The Star without a Name
Translated
& Adapted by Ana-Catrina Buchser from Mihail Sebastian’s
Steaua fara nume
In a
small Romanian, 1942 town, life is as routine and predictable as the trains
that daily speed by, only occasionally pausing just long enough to drop off
passenger and package at its tiny, one-desk station. On one otherwise normal evening, a beautiful, young woman in
sheer-cut evening dress finds herself tossed off an express train for having no
fare by an indignant conductor into the exasperated (but also excited) hands of
the town’s four-eyed train master.
Unwilling to cooperate and provide any identification or explanation,
the high-heeled, nameless starlet finds herself in this no-name town in the
middle of forest and night with no money in her jeweled purse and quite ready
to end it all sitting depressed on the train tracks (if only another train
would come along now instead of hours from now). Enter an equally young and handsome, school teacher of the
nearby girl’s school who has come to retrieve a long-sought, rare book on
astronomy delivered by an earlier train.
In seeing the mysterious girl’s desperation, he insists she spend the
night (without him) in his house; and she reluctantly agrees. Sprinkle in a few eccentric, stock-character
townspeople who drop by the station amidst this unusual wrinkle in the nightly
schedule of the town; and the First Act of the reportedly two-hour,
fifteen-minute The Star without a Name ends in all of a half hour to the
surprise of an audience who does not know whether to clap, shrug, or leave.
Much of
the intermission becomes a show in itself as various actors and stagehands
bring out boxes and boxes of books and create stacks whose jumble soon define
the one-bed abode of our professor.
As Act Two gets underway, he and the still nameless and unexpected
visitor trudge into his without water and electricity abode (after all, it is
past 6 p.m. when the power station closes). But what has up to this point seemed to be dialogue and
action that lost something in Ana-Catrina Buchser’s newly translated adaptation
of Romanian Mihail Sebastian’s 1942 original begins to transform into a magical
evening between this odd-matched couple, both of ginger hair and increasingly
aroused natures. The attractively boyish,
pleasantly awkward Professor (delightfully portrayed by Myles Rowland) is
clearly both attracted to this nameless beauty now in his home and horrified
each time she wanders over to his one, street-facing window that opens unto the
small-town world of gossips and busy-bodies. The Unknown (as listed in the program and played by the tall
and distinct Marjorie Hazeltine) toys coyishly with the professor, soon finding
herself engrossed both by his looks and his knowledge as a sort of tour-guide of
the starry sky above them. She
uses her prowess (and her fear of the resident mouse) to persuade the professor
indeed to spend the night in his home with her. For that one night, these two happen-stance lovers escape
their boxed-in lives to traverse together a stellar landscape, making new
discoveries in the sky and in themselves.

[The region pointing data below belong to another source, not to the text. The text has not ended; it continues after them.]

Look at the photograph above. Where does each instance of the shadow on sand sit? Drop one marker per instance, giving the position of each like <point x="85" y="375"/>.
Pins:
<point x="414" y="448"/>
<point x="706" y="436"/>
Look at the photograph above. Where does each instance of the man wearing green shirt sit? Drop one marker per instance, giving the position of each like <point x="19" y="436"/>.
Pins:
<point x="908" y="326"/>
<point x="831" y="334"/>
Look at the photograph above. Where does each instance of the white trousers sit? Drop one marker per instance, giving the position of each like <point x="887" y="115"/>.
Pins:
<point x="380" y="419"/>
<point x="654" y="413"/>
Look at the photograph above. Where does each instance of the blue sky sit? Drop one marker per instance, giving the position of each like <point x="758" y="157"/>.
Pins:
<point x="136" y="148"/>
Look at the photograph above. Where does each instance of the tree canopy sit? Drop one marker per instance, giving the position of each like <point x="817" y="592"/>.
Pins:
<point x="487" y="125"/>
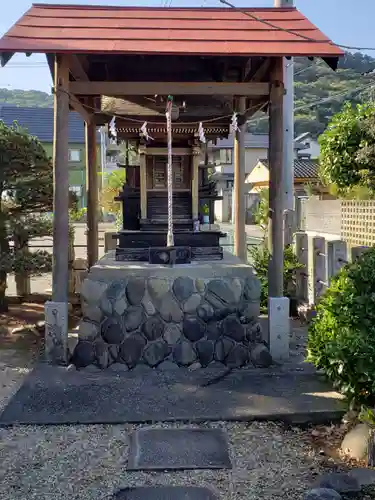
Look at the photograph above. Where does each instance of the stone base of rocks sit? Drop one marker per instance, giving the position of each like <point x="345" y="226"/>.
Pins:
<point x="186" y="315"/>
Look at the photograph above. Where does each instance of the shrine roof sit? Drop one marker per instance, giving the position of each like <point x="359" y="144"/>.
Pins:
<point x="92" y="29"/>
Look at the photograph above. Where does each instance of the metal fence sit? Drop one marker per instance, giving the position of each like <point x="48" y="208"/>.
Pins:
<point x="321" y="261"/>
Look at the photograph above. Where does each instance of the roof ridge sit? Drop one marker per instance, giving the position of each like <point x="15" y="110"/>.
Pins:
<point x="168" y="9"/>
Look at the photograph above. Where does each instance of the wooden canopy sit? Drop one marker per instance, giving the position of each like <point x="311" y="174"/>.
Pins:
<point x="203" y="56"/>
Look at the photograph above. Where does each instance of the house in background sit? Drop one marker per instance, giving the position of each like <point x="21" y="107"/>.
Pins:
<point x="221" y="156"/>
<point x="305" y="177"/>
<point x="39" y="122"/>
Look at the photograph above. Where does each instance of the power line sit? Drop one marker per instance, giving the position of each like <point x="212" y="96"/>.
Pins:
<point x="291" y="32"/>
<point x="321" y="101"/>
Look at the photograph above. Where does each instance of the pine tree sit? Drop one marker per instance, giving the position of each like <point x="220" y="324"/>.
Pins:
<point x="26" y="194"/>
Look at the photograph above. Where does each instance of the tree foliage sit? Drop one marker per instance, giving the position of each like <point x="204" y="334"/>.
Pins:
<point x="261" y="211"/>
<point x="112" y="185"/>
<point x="315" y="82"/>
<point x="26" y="192"/>
<point x="342" y="336"/>
<point x="347" y="154"/>
<point x="320" y="92"/>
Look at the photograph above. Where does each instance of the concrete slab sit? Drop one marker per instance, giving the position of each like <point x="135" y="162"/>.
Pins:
<point x="178" y="449"/>
<point x="55" y="395"/>
<point x="166" y="493"/>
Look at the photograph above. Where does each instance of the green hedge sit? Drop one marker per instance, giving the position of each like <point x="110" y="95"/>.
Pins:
<point x="342" y="335"/>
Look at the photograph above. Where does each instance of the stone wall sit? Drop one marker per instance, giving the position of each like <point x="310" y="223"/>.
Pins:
<point x="191" y="314"/>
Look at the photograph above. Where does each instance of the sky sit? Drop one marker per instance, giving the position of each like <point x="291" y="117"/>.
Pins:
<point x="346" y="22"/>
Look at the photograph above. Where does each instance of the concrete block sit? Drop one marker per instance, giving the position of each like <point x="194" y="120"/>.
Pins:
<point x="279" y="327"/>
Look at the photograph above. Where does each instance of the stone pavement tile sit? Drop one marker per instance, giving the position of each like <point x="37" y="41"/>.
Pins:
<point x="55" y="395"/>
<point x="178" y="449"/>
<point x="166" y="493"/>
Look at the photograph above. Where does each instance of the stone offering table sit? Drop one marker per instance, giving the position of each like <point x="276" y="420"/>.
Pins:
<point x="156" y="315"/>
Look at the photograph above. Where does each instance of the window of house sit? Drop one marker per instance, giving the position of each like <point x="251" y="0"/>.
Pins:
<point x="74" y="155"/>
<point x="77" y="190"/>
<point x="226" y="156"/>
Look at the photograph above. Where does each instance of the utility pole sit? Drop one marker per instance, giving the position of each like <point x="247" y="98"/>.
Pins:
<point x="281" y="158"/>
<point x="288" y="129"/>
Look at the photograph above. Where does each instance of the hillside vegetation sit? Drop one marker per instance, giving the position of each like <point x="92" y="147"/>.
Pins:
<point x="319" y="91"/>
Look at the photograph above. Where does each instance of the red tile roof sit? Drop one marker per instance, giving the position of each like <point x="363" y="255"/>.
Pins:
<point x="188" y="31"/>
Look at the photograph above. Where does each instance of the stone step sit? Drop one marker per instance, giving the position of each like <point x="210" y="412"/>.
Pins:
<point x="155" y="449"/>
<point x="166" y="493"/>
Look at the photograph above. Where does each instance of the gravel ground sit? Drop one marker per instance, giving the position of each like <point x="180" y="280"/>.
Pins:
<point x="89" y="462"/>
<point x="270" y="462"/>
<point x="14" y="366"/>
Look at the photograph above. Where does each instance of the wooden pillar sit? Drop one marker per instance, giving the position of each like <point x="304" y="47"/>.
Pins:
<point x="56" y="311"/>
<point x="195" y="158"/>
<point x="60" y="275"/>
<point x="143" y="180"/>
<point x="276" y="194"/>
<point x="239" y="186"/>
<point x="92" y="190"/>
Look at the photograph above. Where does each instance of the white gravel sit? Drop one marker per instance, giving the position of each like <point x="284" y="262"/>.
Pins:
<point x="89" y="462"/>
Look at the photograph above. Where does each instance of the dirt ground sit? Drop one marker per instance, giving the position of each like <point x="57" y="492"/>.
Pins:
<point x="298" y="454"/>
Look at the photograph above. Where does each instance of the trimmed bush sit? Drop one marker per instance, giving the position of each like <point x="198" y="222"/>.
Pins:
<point x="342" y="335"/>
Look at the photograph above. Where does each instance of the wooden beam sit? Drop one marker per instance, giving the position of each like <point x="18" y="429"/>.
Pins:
<point x="239" y="189"/>
<point x="195" y="160"/>
<point x="92" y="195"/>
<point x="261" y="71"/>
<point x="77" y="70"/>
<point x="164" y="151"/>
<point x="79" y="107"/>
<point x="143" y="179"/>
<point x="60" y="275"/>
<point x="174" y="88"/>
<point x="56" y="311"/>
<point x="276" y="193"/>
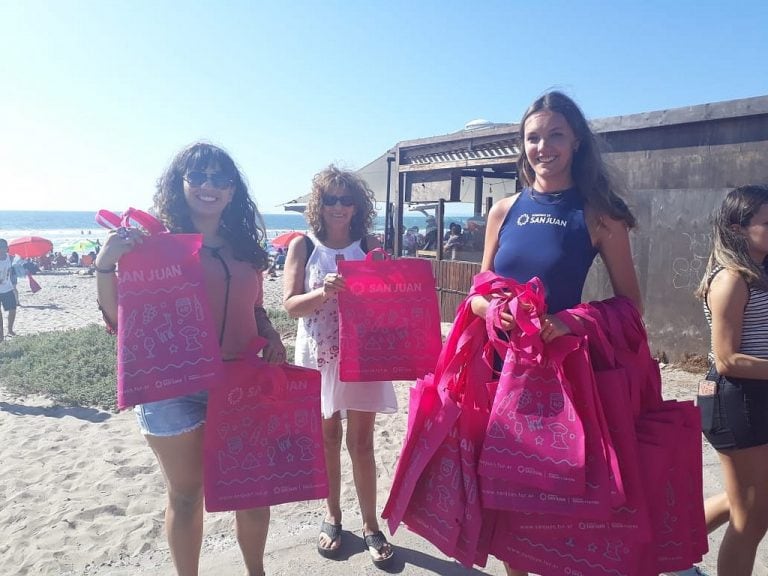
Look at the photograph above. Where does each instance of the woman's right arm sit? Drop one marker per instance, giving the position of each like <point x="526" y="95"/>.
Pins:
<point x="496" y="217"/>
<point x="297" y="302"/>
<point x="727" y="298"/>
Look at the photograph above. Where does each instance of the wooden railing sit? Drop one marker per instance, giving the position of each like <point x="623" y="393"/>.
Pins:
<point x="454" y="279"/>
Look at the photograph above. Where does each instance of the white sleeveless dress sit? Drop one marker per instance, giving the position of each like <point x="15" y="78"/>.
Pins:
<point x="317" y="343"/>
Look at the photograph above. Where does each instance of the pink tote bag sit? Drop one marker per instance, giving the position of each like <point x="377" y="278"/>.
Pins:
<point x="166" y="343"/>
<point x="263" y="437"/>
<point x="389" y="319"/>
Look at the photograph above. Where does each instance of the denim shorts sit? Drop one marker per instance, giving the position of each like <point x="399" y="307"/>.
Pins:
<point x="174" y="416"/>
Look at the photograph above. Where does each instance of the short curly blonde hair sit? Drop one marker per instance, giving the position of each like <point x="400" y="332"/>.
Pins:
<point x="334" y="179"/>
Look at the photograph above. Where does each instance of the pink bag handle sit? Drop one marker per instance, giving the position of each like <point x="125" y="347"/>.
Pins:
<point x="377" y="254"/>
<point x="108" y="219"/>
<point x="590" y="325"/>
<point x="151" y="224"/>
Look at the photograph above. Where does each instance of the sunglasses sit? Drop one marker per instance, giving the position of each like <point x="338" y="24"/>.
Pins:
<point x="197" y="178"/>
<point x="330" y="200"/>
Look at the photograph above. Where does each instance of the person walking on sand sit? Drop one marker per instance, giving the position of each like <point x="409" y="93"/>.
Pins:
<point x="565" y="179"/>
<point x="8" y="300"/>
<point x="202" y="191"/>
<point x="340" y="213"/>
<point x="734" y="398"/>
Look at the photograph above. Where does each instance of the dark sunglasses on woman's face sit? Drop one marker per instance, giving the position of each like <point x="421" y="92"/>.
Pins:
<point x="330" y="200"/>
<point x="217" y="179"/>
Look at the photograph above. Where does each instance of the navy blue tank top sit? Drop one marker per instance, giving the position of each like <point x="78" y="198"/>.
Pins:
<point x="546" y="235"/>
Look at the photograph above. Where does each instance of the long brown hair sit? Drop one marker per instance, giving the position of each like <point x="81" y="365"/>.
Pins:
<point x="730" y="248"/>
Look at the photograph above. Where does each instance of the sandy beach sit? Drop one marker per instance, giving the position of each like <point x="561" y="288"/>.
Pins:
<point x="82" y="493"/>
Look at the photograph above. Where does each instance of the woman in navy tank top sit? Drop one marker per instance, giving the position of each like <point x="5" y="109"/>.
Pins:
<point x="567" y="213"/>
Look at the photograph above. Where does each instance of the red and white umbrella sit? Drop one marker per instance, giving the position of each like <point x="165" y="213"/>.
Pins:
<point x="30" y="246"/>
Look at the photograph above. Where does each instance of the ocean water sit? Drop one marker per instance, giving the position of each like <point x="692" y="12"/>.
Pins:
<point x="64" y="228"/>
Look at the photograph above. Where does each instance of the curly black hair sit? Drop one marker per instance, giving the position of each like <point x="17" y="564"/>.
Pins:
<point x="241" y="223"/>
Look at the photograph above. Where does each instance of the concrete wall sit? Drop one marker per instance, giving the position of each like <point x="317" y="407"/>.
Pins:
<point x="677" y="170"/>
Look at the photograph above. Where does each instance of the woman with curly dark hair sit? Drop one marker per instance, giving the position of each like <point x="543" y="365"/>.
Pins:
<point x="202" y="191"/>
<point x="340" y="213"/>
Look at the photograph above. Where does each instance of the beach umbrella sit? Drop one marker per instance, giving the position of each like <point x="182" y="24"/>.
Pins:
<point x="282" y="240"/>
<point x="30" y="246"/>
<point x="82" y="246"/>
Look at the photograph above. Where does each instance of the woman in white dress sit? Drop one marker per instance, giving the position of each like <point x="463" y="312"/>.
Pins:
<point x="340" y="214"/>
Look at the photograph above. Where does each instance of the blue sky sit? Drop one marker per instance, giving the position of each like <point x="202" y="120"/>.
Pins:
<point x="96" y="96"/>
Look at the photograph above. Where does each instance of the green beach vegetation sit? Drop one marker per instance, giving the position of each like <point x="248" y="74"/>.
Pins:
<point x="78" y="367"/>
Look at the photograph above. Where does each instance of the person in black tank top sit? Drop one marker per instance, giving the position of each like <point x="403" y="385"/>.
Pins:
<point x="733" y="399"/>
<point x="567" y="213"/>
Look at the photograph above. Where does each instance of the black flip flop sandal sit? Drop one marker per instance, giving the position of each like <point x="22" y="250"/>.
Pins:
<point x="333" y="531"/>
<point x="377" y="545"/>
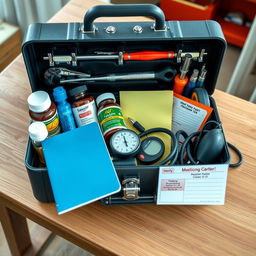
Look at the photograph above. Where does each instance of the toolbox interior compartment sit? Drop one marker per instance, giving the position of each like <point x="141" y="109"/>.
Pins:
<point x="36" y="47"/>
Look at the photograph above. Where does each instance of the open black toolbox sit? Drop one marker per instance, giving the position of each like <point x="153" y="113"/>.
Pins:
<point x="75" y="39"/>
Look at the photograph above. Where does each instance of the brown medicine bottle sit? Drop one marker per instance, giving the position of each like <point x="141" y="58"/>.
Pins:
<point x="42" y="109"/>
<point x="83" y="106"/>
<point x="109" y="115"/>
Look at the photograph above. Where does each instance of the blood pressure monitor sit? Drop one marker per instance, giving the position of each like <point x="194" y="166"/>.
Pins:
<point x="126" y="143"/>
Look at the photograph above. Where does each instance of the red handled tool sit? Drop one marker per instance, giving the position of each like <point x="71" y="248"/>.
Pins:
<point x="149" y="55"/>
<point x="181" y="79"/>
<point x="122" y="56"/>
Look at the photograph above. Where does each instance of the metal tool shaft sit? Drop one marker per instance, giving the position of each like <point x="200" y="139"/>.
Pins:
<point x="115" y="77"/>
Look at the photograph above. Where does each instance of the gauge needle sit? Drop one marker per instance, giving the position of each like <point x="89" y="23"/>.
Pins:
<point x="125" y="141"/>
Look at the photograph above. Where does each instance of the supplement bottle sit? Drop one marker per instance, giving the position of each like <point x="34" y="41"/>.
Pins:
<point x="109" y="115"/>
<point x="64" y="109"/>
<point x="43" y="110"/>
<point x="83" y="106"/>
<point x="38" y="133"/>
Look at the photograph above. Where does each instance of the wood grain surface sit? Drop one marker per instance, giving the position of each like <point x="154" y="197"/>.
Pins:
<point x="138" y="229"/>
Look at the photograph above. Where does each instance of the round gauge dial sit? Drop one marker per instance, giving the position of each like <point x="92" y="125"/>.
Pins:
<point x="125" y="143"/>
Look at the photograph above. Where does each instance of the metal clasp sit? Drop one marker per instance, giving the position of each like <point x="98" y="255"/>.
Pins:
<point x="131" y="188"/>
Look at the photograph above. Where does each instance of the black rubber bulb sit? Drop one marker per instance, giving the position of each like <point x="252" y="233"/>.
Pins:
<point x="210" y="146"/>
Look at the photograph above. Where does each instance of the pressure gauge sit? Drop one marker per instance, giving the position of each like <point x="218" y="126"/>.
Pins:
<point x="151" y="150"/>
<point x="124" y="143"/>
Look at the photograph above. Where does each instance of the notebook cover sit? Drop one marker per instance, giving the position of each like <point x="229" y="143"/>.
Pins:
<point x="79" y="167"/>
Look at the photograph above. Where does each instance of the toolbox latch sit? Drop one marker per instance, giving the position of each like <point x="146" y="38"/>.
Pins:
<point x="131" y="188"/>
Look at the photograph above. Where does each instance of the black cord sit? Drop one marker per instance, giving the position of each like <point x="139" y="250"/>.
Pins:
<point x="187" y="150"/>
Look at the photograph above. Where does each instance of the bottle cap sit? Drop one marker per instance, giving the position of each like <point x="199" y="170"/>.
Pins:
<point x="59" y="94"/>
<point x="38" y="131"/>
<point x="105" y="96"/>
<point x="39" y="101"/>
<point x="73" y="92"/>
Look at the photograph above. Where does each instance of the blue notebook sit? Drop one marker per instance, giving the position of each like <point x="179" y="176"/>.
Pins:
<point x="79" y="167"/>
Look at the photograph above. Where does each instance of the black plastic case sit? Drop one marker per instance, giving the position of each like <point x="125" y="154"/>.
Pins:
<point x="88" y="37"/>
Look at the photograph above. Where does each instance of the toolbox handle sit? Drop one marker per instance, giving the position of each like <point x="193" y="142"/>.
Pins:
<point x="122" y="10"/>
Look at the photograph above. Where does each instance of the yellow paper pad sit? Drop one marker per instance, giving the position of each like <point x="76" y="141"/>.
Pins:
<point x="152" y="109"/>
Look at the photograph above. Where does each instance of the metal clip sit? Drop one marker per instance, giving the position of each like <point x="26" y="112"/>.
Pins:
<point x="131" y="188"/>
<point x="159" y="30"/>
<point x="51" y="62"/>
<point x="73" y="59"/>
<point x="120" y="58"/>
<point x="88" y="32"/>
<point x="179" y="56"/>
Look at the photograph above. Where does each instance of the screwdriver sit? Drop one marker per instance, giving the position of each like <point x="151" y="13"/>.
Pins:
<point x="191" y="84"/>
<point x="148" y="55"/>
<point x="181" y="79"/>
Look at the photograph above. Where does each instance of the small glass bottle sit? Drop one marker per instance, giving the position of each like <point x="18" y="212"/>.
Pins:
<point x="41" y="109"/>
<point x="109" y="115"/>
<point x="64" y="109"/>
<point x="38" y="133"/>
<point x="83" y="106"/>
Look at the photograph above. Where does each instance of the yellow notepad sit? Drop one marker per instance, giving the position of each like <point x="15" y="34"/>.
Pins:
<point x="152" y="109"/>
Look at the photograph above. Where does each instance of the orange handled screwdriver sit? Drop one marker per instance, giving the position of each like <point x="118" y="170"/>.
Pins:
<point x="149" y="55"/>
<point x="181" y="79"/>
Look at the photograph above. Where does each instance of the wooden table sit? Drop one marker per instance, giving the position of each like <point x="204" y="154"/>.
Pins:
<point x="126" y="230"/>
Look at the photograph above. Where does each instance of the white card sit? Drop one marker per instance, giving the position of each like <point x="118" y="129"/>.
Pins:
<point x="192" y="184"/>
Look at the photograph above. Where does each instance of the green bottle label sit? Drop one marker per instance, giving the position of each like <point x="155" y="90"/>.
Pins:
<point x="111" y="118"/>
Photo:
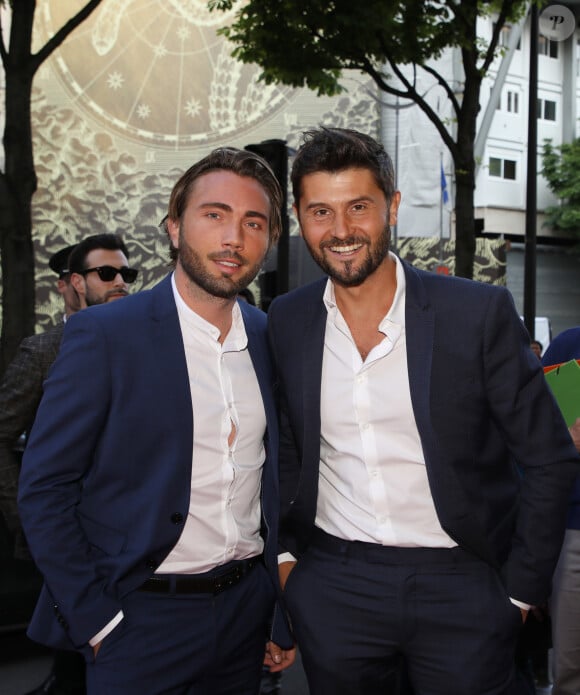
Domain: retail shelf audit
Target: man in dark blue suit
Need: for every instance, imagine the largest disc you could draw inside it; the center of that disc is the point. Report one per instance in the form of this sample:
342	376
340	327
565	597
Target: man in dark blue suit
149	487
406	398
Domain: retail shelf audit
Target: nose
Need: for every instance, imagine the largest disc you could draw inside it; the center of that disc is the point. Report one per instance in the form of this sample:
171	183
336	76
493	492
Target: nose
233	235
118	280
341	226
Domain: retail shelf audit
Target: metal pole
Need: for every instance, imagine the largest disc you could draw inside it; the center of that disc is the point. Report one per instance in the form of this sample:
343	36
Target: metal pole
531	184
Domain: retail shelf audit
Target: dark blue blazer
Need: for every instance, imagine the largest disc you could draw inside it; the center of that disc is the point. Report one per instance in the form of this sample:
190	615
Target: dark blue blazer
480	403
106	477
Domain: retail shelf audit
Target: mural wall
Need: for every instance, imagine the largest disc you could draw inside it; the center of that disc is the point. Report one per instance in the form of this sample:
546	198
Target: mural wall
138	93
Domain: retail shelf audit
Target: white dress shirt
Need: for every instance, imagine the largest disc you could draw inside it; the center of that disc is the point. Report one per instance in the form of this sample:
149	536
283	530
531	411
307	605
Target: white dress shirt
229	422
223	522
373	482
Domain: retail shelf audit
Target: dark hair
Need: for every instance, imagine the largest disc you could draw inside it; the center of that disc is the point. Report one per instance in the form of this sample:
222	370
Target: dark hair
110	242
240	162
336	149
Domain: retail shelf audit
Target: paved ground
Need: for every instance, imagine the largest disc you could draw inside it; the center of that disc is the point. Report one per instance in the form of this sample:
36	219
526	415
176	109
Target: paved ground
24	665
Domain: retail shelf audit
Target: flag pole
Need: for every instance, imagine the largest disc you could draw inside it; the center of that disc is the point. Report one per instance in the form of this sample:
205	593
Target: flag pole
441	196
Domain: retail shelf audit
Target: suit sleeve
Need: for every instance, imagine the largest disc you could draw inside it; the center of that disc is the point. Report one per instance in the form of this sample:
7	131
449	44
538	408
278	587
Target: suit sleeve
57	460
20	394
525	411
289	455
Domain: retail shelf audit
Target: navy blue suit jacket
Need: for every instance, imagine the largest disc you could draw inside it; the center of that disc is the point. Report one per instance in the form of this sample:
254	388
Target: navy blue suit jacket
106	477
480	403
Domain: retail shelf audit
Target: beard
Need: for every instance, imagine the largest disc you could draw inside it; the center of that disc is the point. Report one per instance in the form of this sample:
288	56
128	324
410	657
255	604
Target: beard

Morning’s light will bring others bursting into their one-night
sanctuary who will shatter their naïve, nascent plans of a relationship with
the realities of their very different worlds. But for those few minutes of the play and few hours of their
co-existence, we and they find some joy and hope for their new beginnings.
Staging this new adaptation of an unknown-to-American-audiences play is a noble effort. Translator, adapter, producer, and director Ana-Catrina Buchser is to be commended along with Dragon Productions for taking the risk. Certainly at times it seems that some of the humor intended in the townspeople and some of the pace needed to keep the first act intact probably got lost in the translation process. However, the casting of the two leads and the direction of their one night together result in an evening of melancholic satisfaction.